What is the cost of a lie?
HBO’s new miniseries, “Chernobyl,” gives a rather satisfying answer to this question. Set in April 1986 under the influence of the Ukrainian SSR, this miniseries documents one of the worst nuclear disasters in history. It proves to be more than a political metaphor to the beginning of the end for one era. Its opening, shockingly enough, kills its protagonist right off the bat. Average shows would most definitely keep such a twist until the very end of the story arc, but this is no average show. “Chernobyl” isn’t interested in answering why its own events happened but explores the moments leading to the infamous accident. What was the reaction of the engineers at the nuclear site when the reactor exploded? What was the correct responding protocol of the higher administration? All these questions have never before been answered in such a dramatic fashion.
The HBO miniseries has long been a controversial topic amongst professionals in the film business and critics. It fills the niche space between Hollywood three-act films and multi-hour-long television series. However, miniseries are often extremely costly to produce, even when you compare them to the biggest summer blockbuster films. Due to the limitation of topics that can be explored in this format, miniseries are unfortunately restrained to serious drama to keep viewers engaged. They attract a smaller demographic than films or regular TV shows. It’s rare and pleasant to see HBO green-light a miniseries based on a less popular subject, considering its other ventures. The shower creator and writer Craig Mazin, who gained much of his reputation as a co-writer of two films in “The Hangover” series, knew exactly the potential of the miniseries. Dramatizing events like the Chernobyl disaster requires the story to dig deep enough to unravel the sincere emotion behind each character while avoiding to stretch the arc too long, which can result in losing the narrative’s momentum. This is precisely how “Chernobyl” achieves its memorable storytelling.
The show follows Valery Legasov (Jared Harris), an inorganic chemist who leads the investigation of the disaster. As a dedicated scientist, Legasov finds himself stuck in the middle of a political game — a game which proves to be vilely dangerous to the world. Luckily, he is not alone. Boris Shcherbina (Stellan Skarsgård), the deputy chairman of the Council Ministers, is often his protection and only friend in the show. Ulana Khomyuk (Emily Watson), a fictional character created to resemble the countless scientists who worked tirelessly to resolve the situation, serves as a point of reflection for Legasov to further his study. This chemistry between the main characters is amplified under the stress of their environment.
To Binge or Not To Binge?
“Chernobyl” is easily one of the best shows of 2019, especially after the catastrophic ending of HBO’s “Game of Thrones.” The show is not only for history buffs — even people with no interest in this particular period whatsoever will be entertained because the narrative itself is so damn good. It records, minute by minute, how the real Chernobyl accident happened, rendering a horrifying image of radiation never seen before on screen. This is the scariest part of the series — radiation is invisible and untouchable, meaning that the sense of danger it portrays is so easily conveyed to the audience. Its nuance is the biggest triumph of the show because it evokes true empathy in viewers for every character throughout the show.

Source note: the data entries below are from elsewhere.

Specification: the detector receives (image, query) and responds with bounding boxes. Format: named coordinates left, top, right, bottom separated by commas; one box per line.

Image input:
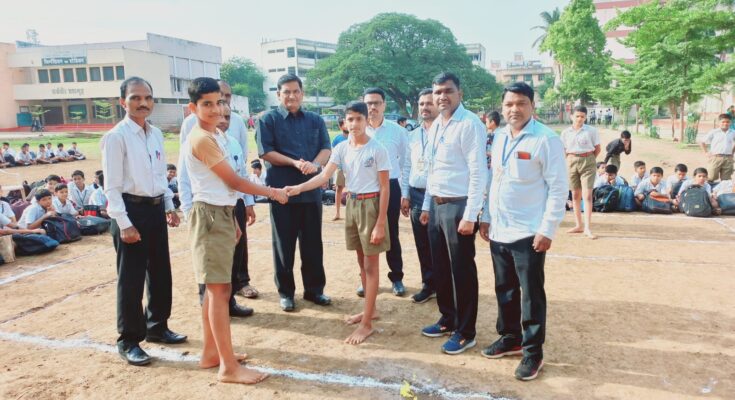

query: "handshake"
left=268, top=185, right=305, bottom=204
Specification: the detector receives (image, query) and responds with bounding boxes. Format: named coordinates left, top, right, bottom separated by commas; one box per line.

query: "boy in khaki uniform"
left=699, top=114, right=735, bottom=182
left=286, top=101, right=390, bottom=345
left=184, top=77, right=287, bottom=385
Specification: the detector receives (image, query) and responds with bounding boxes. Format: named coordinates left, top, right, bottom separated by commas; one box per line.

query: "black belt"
left=410, top=186, right=426, bottom=193
left=123, top=193, right=163, bottom=205
left=433, top=196, right=468, bottom=205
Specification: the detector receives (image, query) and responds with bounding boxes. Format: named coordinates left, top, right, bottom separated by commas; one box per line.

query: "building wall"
left=0, top=43, right=17, bottom=129
left=122, top=48, right=173, bottom=97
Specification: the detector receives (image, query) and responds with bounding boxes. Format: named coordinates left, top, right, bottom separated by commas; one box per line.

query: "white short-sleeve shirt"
left=560, top=124, right=600, bottom=154
left=328, top=138, right=391, bottom=194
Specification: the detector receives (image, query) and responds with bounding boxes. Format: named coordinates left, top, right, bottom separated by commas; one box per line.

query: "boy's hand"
left=370, top=223, right=385, bottom=244
left=34, top=228, right=46, bottom=235
left=285, top=185, right=302, bottom=197
left=419, top=211, right=429, bottom=226
left=457, top=220, right=475, bottom=235
left=272, top=188, right=289, bottom=204
left=400, top=198, right=410, bottom=217
left=246, top=205, right=256, bottom=226
left=479, top=222, right=490, bottom=242
left=45, top=210, right=57, bottom=218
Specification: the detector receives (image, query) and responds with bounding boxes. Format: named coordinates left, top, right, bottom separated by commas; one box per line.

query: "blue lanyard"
left=501, top=134, right=526, bottom=167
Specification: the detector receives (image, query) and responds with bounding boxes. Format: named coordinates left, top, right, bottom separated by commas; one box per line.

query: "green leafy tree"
left=220, top=57, right=267, bottom=113
left=307, top=13, right=501, bottom=118
left=531, top=8, right=561, bottom=49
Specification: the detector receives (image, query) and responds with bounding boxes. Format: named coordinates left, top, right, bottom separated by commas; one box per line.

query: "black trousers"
left=409, top=186, right=434, bottom=291
left=198, top=199, right=249, bottom=307
left=111, top=199, right=172, bottom=346
left=385, top=179, right=403, bottom=282
left=270, top=201, right=326, bottom=298
left=427, top=198, right=478, bottom=340
left=490, top=236, right=547, bottom=359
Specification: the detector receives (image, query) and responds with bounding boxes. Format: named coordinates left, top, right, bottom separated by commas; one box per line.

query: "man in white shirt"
left=418, top=72, right=486, bottom=356
left=400, top=88, right=437, bottom=304
left=479, top=82, right=568, bottom=381
left=102, top=76, right=185, bottom=367
left=699, top=113, right=735, bottom=182
left=364, top=87, right=409, bottom=297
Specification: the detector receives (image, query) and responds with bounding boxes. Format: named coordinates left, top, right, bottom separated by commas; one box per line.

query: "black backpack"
left=642, top=193, right=672, bottom=214
left=78, top=216, right=111, bottom=235
left=680, top=185, right=712, bottom=217
left=41, top=215, right=82, bottom=243
left=718, top=193, right=735, bottom=215
left=592, top=185, right=619, bottom=212
left=12, top=233, right=60, bottom=255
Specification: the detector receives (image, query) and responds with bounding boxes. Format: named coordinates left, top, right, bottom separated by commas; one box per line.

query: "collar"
left=277, top=104, right=303, bottom=118
left=122, top=116, right=150, bottom=134
left=369, top=117, right=387, bottom=130
left=503, top=118, right=537, bottom=140
left=439, top=103, right=468, bottom=125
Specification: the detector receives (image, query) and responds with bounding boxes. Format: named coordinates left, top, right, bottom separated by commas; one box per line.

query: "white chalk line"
left=0, top=330, right=510, bottom=400
left=548, top=253, right=727, bottom=266
left=712, top=218, right=735, bottom=234
left=0, top=248, right=109, bottom=286
left=599, top=235, right=731, bottom=244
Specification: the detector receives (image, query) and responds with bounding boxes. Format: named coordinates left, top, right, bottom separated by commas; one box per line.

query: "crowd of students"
left=0, top=141, right=86, bottom=168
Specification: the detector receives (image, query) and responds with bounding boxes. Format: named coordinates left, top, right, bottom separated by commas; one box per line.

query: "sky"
left=1, top=0, right=571, bottom=66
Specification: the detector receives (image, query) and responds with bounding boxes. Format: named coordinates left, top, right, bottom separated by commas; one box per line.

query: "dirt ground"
left=0, top=127, right=733, bottom=400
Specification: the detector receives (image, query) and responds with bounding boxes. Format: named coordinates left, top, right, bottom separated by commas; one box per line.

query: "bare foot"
left=344, top=325, right=375, bottom=345
left=199, top=353, right=248, bottom=369
left=332, top=215, right=341, bottom=221
left=584, top=230, right=597, bottom=240
left=218, top=365, right=268, bottom=385
left=567, top=226, right=584, bottom=234
left=344, top=311, right=379, bottom=325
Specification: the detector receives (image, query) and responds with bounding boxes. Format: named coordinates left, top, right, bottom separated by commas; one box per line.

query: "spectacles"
left=366, top=101, right=383, bottom=107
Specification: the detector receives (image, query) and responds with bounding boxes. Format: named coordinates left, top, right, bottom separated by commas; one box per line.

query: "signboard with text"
left=41, top=56, right=87, bottom=66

The cinematography is superb even compared to iconic miniseries like “Band of Brothers.” The show’s cold, blue color scheme really solidifies the gravity of its situations. The music is especially of high production quality. Composer Hildur Guðnadóttir nails the tone of the worst nuclear power plant accident in history.
With this miniseries, HBO proves once again that it is still one of the best TV production powerhouses in the industry.
The best episode is the pilot: Season 1, Episode 1, “1:23:45.”
“Band of Brothers,” “Pacific War,” “The Terror,” “Tut,” “Madiba” and “The Spanish Princess”
Occasional nudity, swearing and graphic depictions of radiation illness within and on human bodies.